Aku membuka mata untuk menerima benderang cahaya oranye yang berasal dari rambutku sendiri. Cahaya itu menampilkan debu-debu pasir yang masih mengudara dan membuat sekelilingku buram. Lagi-lagi aku terbatuk, menyadari posisiku yang tengah bersandar pada lengan Maggie yang melindungiku di dinding gua yang berbonggol. Di kegelapan sepekat dan seapak ini, kedua binar rambut kami cukup terang untuk membuat kami tahu bahwa seluruh ambang gua itu telah tertutup dengan sempurna, tak menyisakan celah sedikit pun bahkan bagi oksigen untuk menerobos masuk.

Maggie turut membuka matanya, dan ia begitu lega mendapati aku tak terluka berkat perlindungannya. Dengan cepat, ia berdiri dan membantuku bangkit. Dari sisi lain, datang sosok elf berambut gelap dengan kulit wajah yang ternodai tanah.

"Kami baik-baik saja, Pangeran Forest," jawab Maggie kemudian, menghadirkan refleksi cahaya merah magenta lembut pada parasnya yang mendekat. Di arah lain, datang lagi seorang elf yang memantulkan warna mata biru cerah dengan rambut yang nampak kemerahan di bawah cahayaku. Pangeran Flinn pun lega mendapati kami selamat dari batu-batu yang berhujanan.

"Di mana Franell?" tanya pangeran kedua Claumere itu sambil menyapu pandangan, kecewa begitu ia hanya menemukan gundukan-gundukan longsor yang mengatupkan mulut gua itu. Tak ada makhluk lain lagi selain kami. "Dan di mana yang lain?"

"Mereka pasti berhasil keluar." Aku mencoba berpikir positif. Jika ada salah seorang dari kami yang terluka akibat tertimbun batu, kami pasti dapat mendengar rintihan kesakitan mereka selama gua itu longsor. Selama ini, kami hanya mendengar suara senyap debu-debu yang menipis dari ruang gua. Aku juga tak menemukan adanya onggokan tubuh yang terhimpit bebatuan—setidaknya kami belum menemukan seseorang pun terluka saat itu.
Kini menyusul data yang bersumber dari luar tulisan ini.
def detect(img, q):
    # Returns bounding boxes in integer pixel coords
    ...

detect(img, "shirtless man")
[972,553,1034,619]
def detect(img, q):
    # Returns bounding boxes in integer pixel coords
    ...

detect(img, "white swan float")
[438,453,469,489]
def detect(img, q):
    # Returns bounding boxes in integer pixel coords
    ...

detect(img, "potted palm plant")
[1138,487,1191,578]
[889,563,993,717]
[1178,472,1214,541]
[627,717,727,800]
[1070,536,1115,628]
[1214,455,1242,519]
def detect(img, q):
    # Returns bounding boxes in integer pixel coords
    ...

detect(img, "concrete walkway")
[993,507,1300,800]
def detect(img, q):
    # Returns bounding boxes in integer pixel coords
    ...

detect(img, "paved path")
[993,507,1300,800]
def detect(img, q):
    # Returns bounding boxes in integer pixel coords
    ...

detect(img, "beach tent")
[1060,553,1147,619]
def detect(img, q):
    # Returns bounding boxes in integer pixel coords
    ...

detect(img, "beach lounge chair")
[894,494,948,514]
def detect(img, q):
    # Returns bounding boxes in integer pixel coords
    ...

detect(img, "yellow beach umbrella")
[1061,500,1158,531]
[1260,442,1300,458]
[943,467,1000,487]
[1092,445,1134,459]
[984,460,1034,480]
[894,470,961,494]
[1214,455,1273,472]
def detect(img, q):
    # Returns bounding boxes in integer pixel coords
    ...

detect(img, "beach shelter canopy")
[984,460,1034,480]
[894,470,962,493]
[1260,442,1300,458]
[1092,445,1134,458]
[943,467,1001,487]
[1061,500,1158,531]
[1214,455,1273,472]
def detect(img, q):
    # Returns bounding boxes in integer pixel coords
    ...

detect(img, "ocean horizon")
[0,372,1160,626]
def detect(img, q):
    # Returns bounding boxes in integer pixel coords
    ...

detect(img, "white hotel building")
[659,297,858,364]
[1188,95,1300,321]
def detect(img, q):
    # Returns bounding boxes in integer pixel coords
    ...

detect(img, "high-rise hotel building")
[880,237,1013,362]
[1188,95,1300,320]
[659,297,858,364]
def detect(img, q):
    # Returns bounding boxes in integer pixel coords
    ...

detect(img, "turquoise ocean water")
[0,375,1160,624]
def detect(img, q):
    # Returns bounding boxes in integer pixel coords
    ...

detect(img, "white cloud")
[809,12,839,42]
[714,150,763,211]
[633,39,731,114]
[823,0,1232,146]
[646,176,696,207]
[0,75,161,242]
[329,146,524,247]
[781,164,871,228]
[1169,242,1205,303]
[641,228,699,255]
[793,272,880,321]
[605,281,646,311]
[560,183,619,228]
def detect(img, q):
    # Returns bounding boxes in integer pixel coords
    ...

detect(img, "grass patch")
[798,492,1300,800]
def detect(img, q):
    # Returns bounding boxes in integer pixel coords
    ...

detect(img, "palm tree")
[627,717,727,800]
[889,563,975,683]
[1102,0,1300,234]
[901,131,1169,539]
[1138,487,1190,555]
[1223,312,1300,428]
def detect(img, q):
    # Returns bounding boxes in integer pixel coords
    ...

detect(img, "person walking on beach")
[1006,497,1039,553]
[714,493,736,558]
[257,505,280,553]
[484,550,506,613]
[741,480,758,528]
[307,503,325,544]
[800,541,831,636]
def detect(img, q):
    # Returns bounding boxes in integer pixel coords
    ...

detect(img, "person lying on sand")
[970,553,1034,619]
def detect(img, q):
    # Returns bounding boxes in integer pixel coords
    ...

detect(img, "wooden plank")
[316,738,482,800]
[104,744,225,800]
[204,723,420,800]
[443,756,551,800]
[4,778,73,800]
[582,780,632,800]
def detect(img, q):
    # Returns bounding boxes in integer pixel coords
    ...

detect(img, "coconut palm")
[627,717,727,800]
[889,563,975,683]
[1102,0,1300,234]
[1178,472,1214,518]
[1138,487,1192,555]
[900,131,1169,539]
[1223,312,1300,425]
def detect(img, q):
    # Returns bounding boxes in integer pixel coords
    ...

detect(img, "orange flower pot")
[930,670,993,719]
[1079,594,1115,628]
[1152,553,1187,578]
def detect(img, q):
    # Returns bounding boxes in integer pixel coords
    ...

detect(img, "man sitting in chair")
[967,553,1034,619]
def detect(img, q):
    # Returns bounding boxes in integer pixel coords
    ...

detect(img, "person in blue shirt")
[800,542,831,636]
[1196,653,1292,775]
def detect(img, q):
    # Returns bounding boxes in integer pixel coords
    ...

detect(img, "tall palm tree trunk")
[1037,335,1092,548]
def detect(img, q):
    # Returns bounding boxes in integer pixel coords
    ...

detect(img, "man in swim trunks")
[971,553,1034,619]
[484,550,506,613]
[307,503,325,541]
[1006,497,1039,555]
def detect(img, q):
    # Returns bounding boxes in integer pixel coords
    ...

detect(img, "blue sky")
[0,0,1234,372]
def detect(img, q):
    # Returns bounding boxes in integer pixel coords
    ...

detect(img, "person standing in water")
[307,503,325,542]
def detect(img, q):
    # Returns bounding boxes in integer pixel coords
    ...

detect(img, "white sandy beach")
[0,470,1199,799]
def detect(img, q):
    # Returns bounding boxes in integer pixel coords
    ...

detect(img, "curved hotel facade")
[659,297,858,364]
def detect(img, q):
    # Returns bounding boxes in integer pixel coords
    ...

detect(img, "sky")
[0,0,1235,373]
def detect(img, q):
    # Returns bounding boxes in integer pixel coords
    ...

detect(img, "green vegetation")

Aku dan Maggie mendatangi gundukan batu, sedikit menggerakkan bongkahan yang terkecil, dan kami bahkan tak dapat menyerpihkan secuil tanah pun dari jalan keluar kami itu. Forest dan Flinn bahkan mengeluarkan pedang mereka dan mulai berusaha mencungkil kepadatan gua—Flinn sampai hampir membengkokkan pedangnya. Setelah itu, Maggie pun mengerahkan ledakan api yang menggemuruh dan api itu sama sekali tak membuat runtuh tabir berbatu yang kokoh itu. Aksi Maggie bahkan hampir memicu gempa yang berikutnya—karena serpihan-serpihan kerikil mulai berjatuhan setelahnya. Kami pun berhenti berusaha dengan terengah-engah.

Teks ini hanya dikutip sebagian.